Son autre intérêt à voir les négociations sur la réunification cypriote se concrétiser tient à son désir de voir son pays accepté au sein de l’Union Européenne. Or, en attendant que cela soit finalisé, la République de Chypre, membre de l’UE, s’oppose farouchement à l’adhésion d’Ankara.
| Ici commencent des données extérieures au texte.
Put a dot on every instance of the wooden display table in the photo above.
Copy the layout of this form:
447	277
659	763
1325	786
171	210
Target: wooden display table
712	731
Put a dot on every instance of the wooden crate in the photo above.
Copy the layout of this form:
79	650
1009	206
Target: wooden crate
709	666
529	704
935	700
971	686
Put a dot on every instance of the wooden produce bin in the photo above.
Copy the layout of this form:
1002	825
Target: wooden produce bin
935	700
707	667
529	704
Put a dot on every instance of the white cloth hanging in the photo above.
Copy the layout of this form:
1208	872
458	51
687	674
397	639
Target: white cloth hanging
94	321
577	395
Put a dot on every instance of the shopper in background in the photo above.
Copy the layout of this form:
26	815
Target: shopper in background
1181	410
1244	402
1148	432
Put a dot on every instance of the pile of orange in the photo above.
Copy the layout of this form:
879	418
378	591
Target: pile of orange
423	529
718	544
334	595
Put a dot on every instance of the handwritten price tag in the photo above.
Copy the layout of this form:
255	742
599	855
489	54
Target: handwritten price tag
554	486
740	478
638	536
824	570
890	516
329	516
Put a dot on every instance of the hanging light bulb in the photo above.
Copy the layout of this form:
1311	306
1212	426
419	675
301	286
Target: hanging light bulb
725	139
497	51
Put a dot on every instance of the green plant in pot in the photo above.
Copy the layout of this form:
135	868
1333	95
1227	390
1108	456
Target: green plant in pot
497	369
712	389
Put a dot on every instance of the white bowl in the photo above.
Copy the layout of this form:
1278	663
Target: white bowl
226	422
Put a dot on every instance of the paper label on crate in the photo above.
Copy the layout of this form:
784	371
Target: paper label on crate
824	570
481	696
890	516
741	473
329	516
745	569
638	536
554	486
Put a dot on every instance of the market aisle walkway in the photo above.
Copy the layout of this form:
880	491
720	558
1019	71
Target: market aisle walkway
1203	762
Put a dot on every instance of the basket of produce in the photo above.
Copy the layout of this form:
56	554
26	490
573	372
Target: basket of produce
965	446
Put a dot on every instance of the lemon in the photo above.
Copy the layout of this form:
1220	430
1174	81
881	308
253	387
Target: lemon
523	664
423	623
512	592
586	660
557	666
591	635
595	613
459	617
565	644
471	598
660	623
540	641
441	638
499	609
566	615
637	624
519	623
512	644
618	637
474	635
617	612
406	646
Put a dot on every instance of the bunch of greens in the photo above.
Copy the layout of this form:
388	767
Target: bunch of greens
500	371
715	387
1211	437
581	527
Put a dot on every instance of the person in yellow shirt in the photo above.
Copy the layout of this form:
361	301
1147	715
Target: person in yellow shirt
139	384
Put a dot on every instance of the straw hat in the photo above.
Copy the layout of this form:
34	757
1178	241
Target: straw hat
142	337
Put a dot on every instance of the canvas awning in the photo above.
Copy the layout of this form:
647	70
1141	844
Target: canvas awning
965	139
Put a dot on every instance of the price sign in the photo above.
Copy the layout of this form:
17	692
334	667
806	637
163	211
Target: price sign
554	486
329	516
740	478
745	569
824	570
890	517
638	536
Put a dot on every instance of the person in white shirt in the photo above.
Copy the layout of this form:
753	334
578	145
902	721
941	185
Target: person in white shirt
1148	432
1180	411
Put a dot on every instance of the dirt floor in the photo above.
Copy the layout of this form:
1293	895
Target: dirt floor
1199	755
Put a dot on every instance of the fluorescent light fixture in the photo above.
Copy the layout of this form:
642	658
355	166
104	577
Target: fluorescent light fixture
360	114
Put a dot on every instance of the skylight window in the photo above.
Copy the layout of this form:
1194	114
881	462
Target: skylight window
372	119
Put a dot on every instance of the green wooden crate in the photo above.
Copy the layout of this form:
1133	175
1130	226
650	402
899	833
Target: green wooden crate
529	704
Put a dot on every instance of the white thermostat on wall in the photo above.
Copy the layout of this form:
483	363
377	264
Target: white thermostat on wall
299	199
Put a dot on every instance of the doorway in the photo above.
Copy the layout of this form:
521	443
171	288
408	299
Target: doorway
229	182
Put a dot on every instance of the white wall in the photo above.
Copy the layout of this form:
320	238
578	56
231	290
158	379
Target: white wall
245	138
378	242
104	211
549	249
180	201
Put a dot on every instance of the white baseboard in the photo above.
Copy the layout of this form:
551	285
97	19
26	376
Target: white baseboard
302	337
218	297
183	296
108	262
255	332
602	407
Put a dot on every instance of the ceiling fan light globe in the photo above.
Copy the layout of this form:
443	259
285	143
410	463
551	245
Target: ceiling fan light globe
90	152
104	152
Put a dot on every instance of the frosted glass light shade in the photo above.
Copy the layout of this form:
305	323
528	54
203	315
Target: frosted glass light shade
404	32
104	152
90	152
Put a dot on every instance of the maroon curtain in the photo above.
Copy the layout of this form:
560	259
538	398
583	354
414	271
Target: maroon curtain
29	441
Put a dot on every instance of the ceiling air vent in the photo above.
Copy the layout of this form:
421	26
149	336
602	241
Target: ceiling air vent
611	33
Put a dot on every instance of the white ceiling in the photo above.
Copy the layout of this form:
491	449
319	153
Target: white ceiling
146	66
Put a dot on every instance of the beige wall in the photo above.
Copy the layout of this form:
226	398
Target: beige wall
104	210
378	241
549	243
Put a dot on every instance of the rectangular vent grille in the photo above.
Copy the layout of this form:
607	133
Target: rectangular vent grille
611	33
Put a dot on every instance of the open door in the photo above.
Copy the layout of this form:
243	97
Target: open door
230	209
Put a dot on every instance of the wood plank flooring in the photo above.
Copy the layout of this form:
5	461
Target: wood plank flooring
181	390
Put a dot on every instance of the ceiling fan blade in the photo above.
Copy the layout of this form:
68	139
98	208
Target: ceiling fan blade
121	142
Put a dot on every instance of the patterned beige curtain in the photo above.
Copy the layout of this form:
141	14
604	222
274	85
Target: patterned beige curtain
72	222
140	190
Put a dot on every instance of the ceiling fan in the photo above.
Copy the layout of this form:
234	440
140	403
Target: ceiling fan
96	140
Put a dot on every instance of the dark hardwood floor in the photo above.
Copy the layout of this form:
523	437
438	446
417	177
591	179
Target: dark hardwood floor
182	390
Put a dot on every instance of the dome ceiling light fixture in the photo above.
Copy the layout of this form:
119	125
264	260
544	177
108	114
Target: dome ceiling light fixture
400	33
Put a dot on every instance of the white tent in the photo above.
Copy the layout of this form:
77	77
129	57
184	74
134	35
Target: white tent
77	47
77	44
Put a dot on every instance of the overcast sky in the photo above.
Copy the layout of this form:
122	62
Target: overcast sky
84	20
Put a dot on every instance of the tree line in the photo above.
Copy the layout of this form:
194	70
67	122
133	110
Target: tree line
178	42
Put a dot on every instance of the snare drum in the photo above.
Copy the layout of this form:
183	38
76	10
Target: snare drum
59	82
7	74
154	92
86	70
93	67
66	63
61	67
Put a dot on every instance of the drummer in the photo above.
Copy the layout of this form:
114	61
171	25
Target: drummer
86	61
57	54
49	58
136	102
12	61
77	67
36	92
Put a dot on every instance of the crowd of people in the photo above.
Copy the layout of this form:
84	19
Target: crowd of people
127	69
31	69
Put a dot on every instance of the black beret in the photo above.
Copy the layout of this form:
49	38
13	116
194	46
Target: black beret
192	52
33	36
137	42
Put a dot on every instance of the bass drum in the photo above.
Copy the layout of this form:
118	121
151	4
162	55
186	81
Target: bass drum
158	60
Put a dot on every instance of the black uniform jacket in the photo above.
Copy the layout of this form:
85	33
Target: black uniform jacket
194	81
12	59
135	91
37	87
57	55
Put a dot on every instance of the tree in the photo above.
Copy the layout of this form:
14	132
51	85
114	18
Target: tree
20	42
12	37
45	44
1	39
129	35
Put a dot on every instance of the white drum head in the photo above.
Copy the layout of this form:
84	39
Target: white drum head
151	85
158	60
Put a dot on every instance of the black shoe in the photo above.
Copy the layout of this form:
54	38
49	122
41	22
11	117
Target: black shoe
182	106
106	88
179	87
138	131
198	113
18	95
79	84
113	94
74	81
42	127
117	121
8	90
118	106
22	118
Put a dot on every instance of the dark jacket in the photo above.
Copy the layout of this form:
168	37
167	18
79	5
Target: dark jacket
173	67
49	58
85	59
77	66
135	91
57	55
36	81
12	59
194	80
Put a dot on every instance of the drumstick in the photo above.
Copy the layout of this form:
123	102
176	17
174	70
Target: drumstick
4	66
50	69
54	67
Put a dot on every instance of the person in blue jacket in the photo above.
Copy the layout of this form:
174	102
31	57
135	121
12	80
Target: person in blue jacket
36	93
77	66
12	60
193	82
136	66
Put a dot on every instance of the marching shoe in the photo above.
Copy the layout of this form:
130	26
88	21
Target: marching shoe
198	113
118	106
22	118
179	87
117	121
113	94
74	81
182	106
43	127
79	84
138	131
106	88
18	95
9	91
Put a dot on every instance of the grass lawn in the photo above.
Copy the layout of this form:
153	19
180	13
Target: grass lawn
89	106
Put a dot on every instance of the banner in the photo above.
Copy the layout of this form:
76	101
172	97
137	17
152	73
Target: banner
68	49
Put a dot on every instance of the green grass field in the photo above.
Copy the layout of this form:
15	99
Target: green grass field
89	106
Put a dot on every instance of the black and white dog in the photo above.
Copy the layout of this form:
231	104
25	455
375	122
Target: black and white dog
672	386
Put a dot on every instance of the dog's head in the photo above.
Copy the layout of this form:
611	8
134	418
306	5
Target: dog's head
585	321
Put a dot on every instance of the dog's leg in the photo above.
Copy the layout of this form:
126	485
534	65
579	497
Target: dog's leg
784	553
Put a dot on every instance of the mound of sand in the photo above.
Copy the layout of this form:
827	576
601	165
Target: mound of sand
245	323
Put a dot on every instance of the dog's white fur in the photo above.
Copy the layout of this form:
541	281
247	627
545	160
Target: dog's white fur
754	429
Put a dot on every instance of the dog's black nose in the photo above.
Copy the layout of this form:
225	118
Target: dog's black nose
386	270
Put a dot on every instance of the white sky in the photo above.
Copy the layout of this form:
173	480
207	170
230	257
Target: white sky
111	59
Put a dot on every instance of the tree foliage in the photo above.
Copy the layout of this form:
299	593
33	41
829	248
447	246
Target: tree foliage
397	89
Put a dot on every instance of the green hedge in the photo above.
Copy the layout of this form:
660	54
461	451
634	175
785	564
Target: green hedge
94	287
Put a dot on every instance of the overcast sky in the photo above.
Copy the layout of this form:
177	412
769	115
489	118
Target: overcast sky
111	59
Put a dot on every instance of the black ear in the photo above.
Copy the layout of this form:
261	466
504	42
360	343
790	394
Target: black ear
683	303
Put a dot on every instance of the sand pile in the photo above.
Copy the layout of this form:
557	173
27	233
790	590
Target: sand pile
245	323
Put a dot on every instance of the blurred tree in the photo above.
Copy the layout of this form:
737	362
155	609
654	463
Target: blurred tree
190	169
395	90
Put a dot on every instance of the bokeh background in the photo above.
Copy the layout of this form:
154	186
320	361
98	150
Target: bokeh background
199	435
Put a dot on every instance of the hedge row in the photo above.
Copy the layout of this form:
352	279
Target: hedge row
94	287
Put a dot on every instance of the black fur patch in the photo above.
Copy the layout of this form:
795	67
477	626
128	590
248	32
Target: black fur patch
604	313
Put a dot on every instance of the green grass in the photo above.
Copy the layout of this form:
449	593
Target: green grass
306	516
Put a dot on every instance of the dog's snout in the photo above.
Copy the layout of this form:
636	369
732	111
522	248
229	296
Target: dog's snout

Un refus qui a poids de veto.

 

L’alliance aussi solide que discrète entre Chypre, Israël et la Grèce d’Aléxis Tsipras, au-delà des intérêts économiques et militaires évidents, a pour elle le partage des mêmes valeurs de démocratie, d’Etat de droit, de respect de la personne et, n’hésitons pas à le mentionner, de rejet des croyances barbares et expansionnistes qui les jouxtent géographiquement et les menacent.

 

La Turquie, elle, balance entre la barbarie et la civilisation. Permettre la réunification de Chypre la ferait sans doute basculer du bon côté du monde, la forçant à s’éloigner de l’Iran et des forces djihadistes avec lesquelles Ankara se compromet. La normalisation de ses relations avec Israël – les discussions ne sont pas interrompues – faciliterait le processus à Nicosie. Car l’essentiel, pour les Grecs de l’île d’Aphrodite, grâce à leur lien solide avec Jérusalem, consiste en cela que, sur les plans de l’énergie et de la sécurité, la réunification peut se discuter sereinement et pas à n’importe quel prix. Ce qui fait immanquablement penser aux pourparlers entre Israël et la Turquie. Si cette dernière s’entête à réclamer des aménagements pour Gaza qui mettraient des Israéliens en danger, nous transporterons le pétrole et le gaz par câble électrique. Il ne restera plus à Recep Erdogan qu’à organiser des bals masqués islamiques dans le gigantesque château qu’il s’est fait édifier. Jusqu’à ce que les Turcs, lassés, finissent par le passer à la Guillotine.